Radioproteomic correlation analysis. Spearman’s rank correlation coefficient ρ was calculated between delta radiomic feature subsets and the log₂-transformed expression intensity of every protein, retaining only proteins with P < 0.05 and ρ ≥ 0.6 to establish radioproteomic association modules. Pearson’s correlation coefficient r was calculated between delta radiomic feature subsets and the fraction of α-SMA⁺ cells.

GO and Reactome pathway enrichment. Lists of DE proteins or radiomics-correlated proteins were entered into GO or Reactome pathway enrichment analysis, retaining results after FDR adjustment (P < 0.05).

Cell type signature enrichment analysis. To infer relative cell type frequency changes between 2 groups from proteomics data, we applied signature enrichment analysis (30, 55), utilizing their single-cell marker gene data set. Cell type signatures were defined as sets of genes with cell type–specific gene expression of log₂ fold change > 0.3 and adjusted P < 0.05.

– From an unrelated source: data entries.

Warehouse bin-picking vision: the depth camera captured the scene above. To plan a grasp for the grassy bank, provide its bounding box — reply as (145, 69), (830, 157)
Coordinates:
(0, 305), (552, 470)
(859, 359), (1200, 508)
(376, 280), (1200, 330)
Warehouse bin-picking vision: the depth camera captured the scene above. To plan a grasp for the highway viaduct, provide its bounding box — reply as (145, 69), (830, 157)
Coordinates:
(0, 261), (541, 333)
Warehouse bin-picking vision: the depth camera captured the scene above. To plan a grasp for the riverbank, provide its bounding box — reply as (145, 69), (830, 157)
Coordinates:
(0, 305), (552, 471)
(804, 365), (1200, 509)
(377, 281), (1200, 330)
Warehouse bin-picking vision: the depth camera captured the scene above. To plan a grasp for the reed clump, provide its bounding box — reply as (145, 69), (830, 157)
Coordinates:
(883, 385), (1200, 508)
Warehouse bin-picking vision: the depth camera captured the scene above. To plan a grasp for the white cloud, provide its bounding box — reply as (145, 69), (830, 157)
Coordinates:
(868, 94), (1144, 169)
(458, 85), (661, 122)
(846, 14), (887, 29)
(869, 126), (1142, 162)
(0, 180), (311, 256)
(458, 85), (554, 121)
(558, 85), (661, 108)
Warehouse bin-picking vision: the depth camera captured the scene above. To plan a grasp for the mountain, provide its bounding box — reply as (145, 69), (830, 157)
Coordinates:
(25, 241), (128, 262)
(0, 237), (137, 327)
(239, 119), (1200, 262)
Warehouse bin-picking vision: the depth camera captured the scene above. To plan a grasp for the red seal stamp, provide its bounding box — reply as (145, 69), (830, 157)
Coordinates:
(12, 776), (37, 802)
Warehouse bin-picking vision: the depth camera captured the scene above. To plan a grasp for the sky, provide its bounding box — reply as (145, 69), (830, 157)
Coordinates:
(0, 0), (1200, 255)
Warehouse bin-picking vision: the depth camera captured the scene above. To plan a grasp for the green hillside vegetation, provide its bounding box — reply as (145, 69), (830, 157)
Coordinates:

Statistics. All statistical analyses were performed and visualized in R (v.4.3.1). The specific statistical analyses used are described in the figure legends and include unpaired, 2-tailed Student’s t tests, 2-tailed Mann-Whitney U tests, 2-tailed Kolmogorov-Smirnov tests, and Fisher’s exact tests. For all analyses, P < 0.05 was considered statistically significant unless stated otherwise.

Study approval. Ethical approval for animal experimentation was granted by the Swiss cantonal veterinary office (license no. ZH082/2021), and experimentation was performed in strict compliance with Swiss animal protection laws and guidelines. Ethical approval for use of human patient data was granted by the local Swiss ethics committees (BASEC-ID: 2023-01920 [ILDALMO]; PB_2016_01524 [SWISS-IIP]). Informed written consent was obtained from all patients.

Data availability. Data and code for reproduction of the main findings of this study are available at Zenodo (https://doi.org/10.5281/zenodo.11395642). Individual data values associated with this study are reported in the Supporting Data Values file. The mass spectrometry proteomics data have been deposited to the ProteomeXchange Consortium via the PRIDE (56) partner repository with the data set identifier PXD052594.